Playtime:
933 minutes
Like Monaco 1, great game. The 3D perspective with semi-new classes is a great idea for a sequel.
Like Monaco 1, it takes a bit to get used to - it can be tricky to track coins in the new perspective.
There is a planning stage at the beginning, and you can refer to your map at any time, but planning seems completely pointless at the beginning for everything but story atmosphere (which ends up being a negative - a bit of a "duhh let's just go" moment every level). The map works to find leftover coins later in the level which is great. For some reason, if your character is looking at the map and you're attacked or killed, you will not be warned or jolted out of the map - you'll just be none the wiser until you exit the map. I left feedback about this on discord 3.5 months before this review, and it's still in the game like this.
Like Monaco 1, you play as one of 4 classes in every level and these get mixed up depending on the level - love it, classic Monaco feels. This time around they get trinkets to further uniqueify them, and you unlock trinkets by playing levels with shorter times and more coins.
This progression falls over a bit here, and the most effective way to progress is a hard grind of the very easy first level using the new procedurally generated alternative seeds (which is very cool, albeit subtle). You get a new trinket with an alternative way to play your class at 1 gem, 2 gems, 5 gems and 10 gems, in that sequence. So to get the last skill-based trinket, you need to spend 19 gems per class, over 8 classes. The first level takes 3-10 minutes as a sort of tutorial level, and from about the third level onwards, you can expect to play for an hour or two depending on your speedrunning skill. I don't think the extra gems you get are worth the extra time and effort you spend on those much more difficult levels.
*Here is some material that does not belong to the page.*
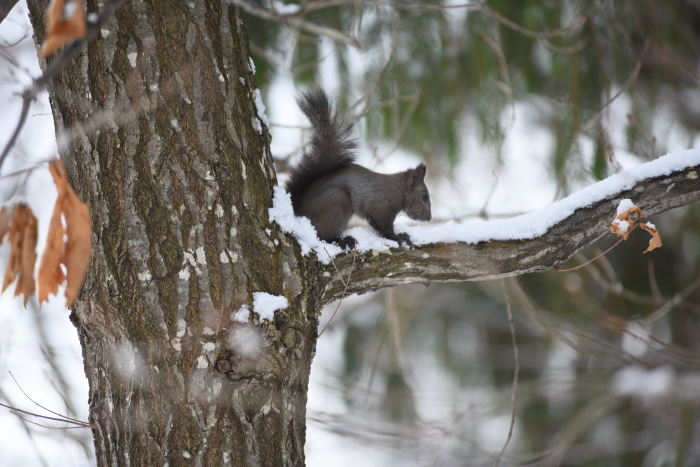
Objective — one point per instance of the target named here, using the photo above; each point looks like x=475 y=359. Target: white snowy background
x=522 y=184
Importantly, the trinkets don't seem to get better with each tier - each character's trinkets are very hit and miss. Some you'll probably never want to use unless you want to challenge yourself, and those aren't the highest-level trinkets. It's not like you have a weaker trinket at tier 1 that you'll use until you unlock a better trinket at tier 2. What makes this stranger, is that every trinket has a health-based penalty, with higher tier trinkets costing as much or more health than the last tier. This would only make sense if the higher tier trinkets were always better.
There's multiple better ways to have done this, like just having the option to unlock any trinket at any point once you have enough gems (let's say 4 gems per tier). Then unlocking more trinkets would feel less like something you have to do and more like a bonus for experimenting as long as you like.
One character in particular seems to have no value at all. Her ability is a dash, but it barely moves you out of the way of whatever you're dashing away from or towards any faster than walking, and she has trinkets that are as expensive as any other character to do things you'd expect her dash to do - like dodge damage. Every other game has a dodge roll, why do I need to spend 19 gems to do that with this character? That ability should be free, and this highest-tier ability should be replaced with something else. Let me ricochet ranged attacks back to my attackers during dashes or something.
Probably the best thing about Monaco 2 is that (most of) the new classes feel a little overpowered in some cases, except that when you bring them into a game, you still feel like you're having fun with it and you still feel challenged by it.
There is a particular issue, a victim of the 3D perspective I think, where usable items are placed too-close together, and only one becomes accessible at all. The prison level has a computer with a vent right next to it, and the computer is completely unusable because pressing E near it (in any position) triggers the windup to enter the vent instead. There's seemingly unavoidable situations like this all over the game anytime the pickaxe is used to create a new interactable.
Overall, the game could use some fine-tuning but I'm still regularly itching to play Monaco 2 just as much as I ever did with Monaco 1.